Decay Engine¶

Path: services/analytics/decay-engine/ · Type: Worker

The Decay Engine is the core analytical service of the Verity platform. It computes an Access Decay Score for every principal–asset grant by combining six weighted factors that capture recency, trend, organisational context, data sensitivity, peer behaviour, and review freshness.

Architecture¶

graph LR
    PG[(PostgreSQL)] --> DE[Decay Engine]
    CH[(ClickHouse)] --> DE
    DE -->|verity.scores.updated| K{{Kafka}}
    DE --> PG

The Decay Engine runs as a scheduled batch job. Each cycle:

Reads all active grants from PostgreSQL.
Queries activity and audit data from PostgreSQL and ClickHouse.
Computes scores using Polars lazy evaluation.
Writes scores back to PostgreSQL.
Publishes score-change events to Kafka.

Scoring Model¶

Factor Definitions¶

The Access Decay Score is composed of six factors (F1–F6), each measuring a distinct dimension of access relevance.
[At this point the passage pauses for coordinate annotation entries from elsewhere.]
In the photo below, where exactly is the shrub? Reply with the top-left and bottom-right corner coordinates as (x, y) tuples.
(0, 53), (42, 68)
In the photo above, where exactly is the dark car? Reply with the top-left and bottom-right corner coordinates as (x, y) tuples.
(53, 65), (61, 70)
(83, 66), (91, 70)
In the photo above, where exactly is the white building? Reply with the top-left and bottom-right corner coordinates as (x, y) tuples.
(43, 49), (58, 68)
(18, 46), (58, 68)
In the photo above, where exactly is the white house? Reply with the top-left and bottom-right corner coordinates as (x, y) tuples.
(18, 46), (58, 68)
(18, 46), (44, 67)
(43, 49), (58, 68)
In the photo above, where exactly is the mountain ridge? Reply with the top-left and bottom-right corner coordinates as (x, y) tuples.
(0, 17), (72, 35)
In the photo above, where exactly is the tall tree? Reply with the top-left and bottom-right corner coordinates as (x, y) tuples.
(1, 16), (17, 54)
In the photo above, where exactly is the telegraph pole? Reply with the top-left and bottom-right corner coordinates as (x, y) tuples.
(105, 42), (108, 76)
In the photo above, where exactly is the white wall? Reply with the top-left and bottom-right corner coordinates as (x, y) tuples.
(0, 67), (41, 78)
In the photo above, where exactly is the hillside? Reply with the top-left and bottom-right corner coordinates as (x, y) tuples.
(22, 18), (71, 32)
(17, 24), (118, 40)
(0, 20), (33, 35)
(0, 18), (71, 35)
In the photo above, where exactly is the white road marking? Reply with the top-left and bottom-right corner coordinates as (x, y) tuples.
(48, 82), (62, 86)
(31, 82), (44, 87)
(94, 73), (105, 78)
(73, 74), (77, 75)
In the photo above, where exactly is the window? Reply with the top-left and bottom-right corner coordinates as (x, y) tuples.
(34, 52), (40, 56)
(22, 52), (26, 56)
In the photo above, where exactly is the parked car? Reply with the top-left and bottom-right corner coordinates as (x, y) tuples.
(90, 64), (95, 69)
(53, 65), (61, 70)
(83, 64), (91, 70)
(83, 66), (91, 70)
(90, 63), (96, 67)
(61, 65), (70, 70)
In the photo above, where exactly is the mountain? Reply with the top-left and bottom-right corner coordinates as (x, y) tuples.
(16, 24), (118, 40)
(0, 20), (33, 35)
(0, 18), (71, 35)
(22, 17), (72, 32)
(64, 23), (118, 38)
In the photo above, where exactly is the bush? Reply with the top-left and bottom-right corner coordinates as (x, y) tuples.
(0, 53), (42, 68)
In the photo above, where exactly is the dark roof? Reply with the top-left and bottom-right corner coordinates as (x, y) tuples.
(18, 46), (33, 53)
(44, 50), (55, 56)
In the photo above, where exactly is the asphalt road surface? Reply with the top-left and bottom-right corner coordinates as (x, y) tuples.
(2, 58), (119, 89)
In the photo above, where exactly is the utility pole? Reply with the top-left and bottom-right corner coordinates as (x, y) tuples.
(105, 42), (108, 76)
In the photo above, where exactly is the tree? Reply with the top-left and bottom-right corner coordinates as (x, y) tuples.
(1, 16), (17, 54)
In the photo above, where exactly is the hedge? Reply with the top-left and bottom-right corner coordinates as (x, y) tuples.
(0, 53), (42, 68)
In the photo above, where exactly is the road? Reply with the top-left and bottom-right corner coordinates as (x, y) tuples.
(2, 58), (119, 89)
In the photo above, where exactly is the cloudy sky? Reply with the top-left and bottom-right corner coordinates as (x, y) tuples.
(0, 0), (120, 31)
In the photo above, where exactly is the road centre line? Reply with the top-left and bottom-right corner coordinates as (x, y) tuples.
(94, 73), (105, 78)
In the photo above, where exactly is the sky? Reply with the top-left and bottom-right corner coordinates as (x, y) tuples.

F1 — Recency (weight: 30%)¶

Exponential decay based on inactivity:

$$ F_1 = e^{-\frac{\text{days_inactive}}{\text{half_life_days}}} $$

Parameter	Default	Description
`half_life_days`	90	Number of days for the score to halve

Examples:

Days Inactive	F1 Value
0	1.000
30	0.716
90	0.368
180	0.135
365	0.018

F2 — Trend (weight: 20%)¶

Activity trend comparing recent vs. prior period:

$$ F_2 = \frac{\text{events_last_90d}}{\text{events_prior_90d}} $$

Capped at [0.0, 2.0] to prevent outlier inflation.
If events_prior_90d = 0, F2 defaults to 1.0 (neutral).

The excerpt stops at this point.